Personal information
- Nationality: Italian
- Born: March 8, 1973 (age 53) Lagonegro, Italy

Sport
- Country: Italy
- Sport: Athletics
- Event: Marathon

Achievements and titles
- Personal best: Marathon: 2:27.54 (2001);

= Tiziana Alagia =

Italian long-distance runner (born 1973)

Tiziana Alagia (born 8 March 1973) is a retired Italian long-distance runner who specialised in the marathon. She represented Italy at the World Championships in Athletics in 2001. A one-time Italian marathon champion, her best for the distance was 2:27:53 hours. She primarily competed in Italy and won marathon races in Florence, Carpi, Turin, Padova and Piacenza.

==Biography==
Born in Lagonegro, Potenza, she started her international career at the 1992 IAAF World Cross Country Championships, where she came 41st in the junior race. Later that year she competed on the track at the 1992 World Junior Championships in Athletics and was 14th in the 10,000 metres final. She represented Italy at the 1995 IAAF World Half Marathon Championships and began to make her impact on the road running scene in the late 1990s under the tutelage of Renato Canova.

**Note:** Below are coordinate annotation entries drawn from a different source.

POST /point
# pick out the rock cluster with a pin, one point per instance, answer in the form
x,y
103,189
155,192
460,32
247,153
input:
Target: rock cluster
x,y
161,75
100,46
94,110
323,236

Alagia had consecutive wins at the Vivicittà Firenze 12K in 1997 and 1998. She made her debut over the marathon distance at the Millennium for Peace marathon in Assisi, coming fourth. She broke the women's course record to win at the Cannes Half Marathon in February 2002 and went on to take two marathon wins later that year, first at the Cesano Boscone Marathon and then the Florence Marathon. She ended a breakthrough year with a win at the Best Woman 10 km in Fiumicino.

A career best run of 1:11:29 for the half marathon brought her the women's title at the 2001 Rome-Ostia Half Marathon. The fastest marathon of her career followed in April, as she won the Turin Marathon in a time of 2:27:54 hours. These performances gained her two further senior international selections: she was 21st at that year's European Cup 10000m and was chosen for the marathon at the 2001 World Championships in Athletics, where she again finished in 21st (just behind team mate Rosaria Console). Alagia won her first national title in 2002, as she won the women's race at the Italian Marathon in Carpi in a time of 2:30:24 hours. She won the Maratona del Salento in Parabita that year. He only major appearance of 2003 came at the Florence Marathon, where she was third. She missed most of the season through injury, but vowed to return to top level competition the following year.

Alagia trained in Namibia at the start of 2003 and made her comeback with wins at the Piacenza Marathon (running a course record of 2:38:13) and the Stramilano Half Marathon. Making a rare appearance outside the Italian road circuit, she ran at the Berlin Marathon in September and came sixth. Her best run of 2005 was at the Rome City Marathon, where she was runner-up to Silvia Skvortsova in a time of 2:31:46 hours. She returned to the Stramilano to defend her title but came fourth overall. Her final year of top level competition was at the age of 33 in 2006. She won the Piacenza Marathon for a second time and was sixth at the Vienna Marathon.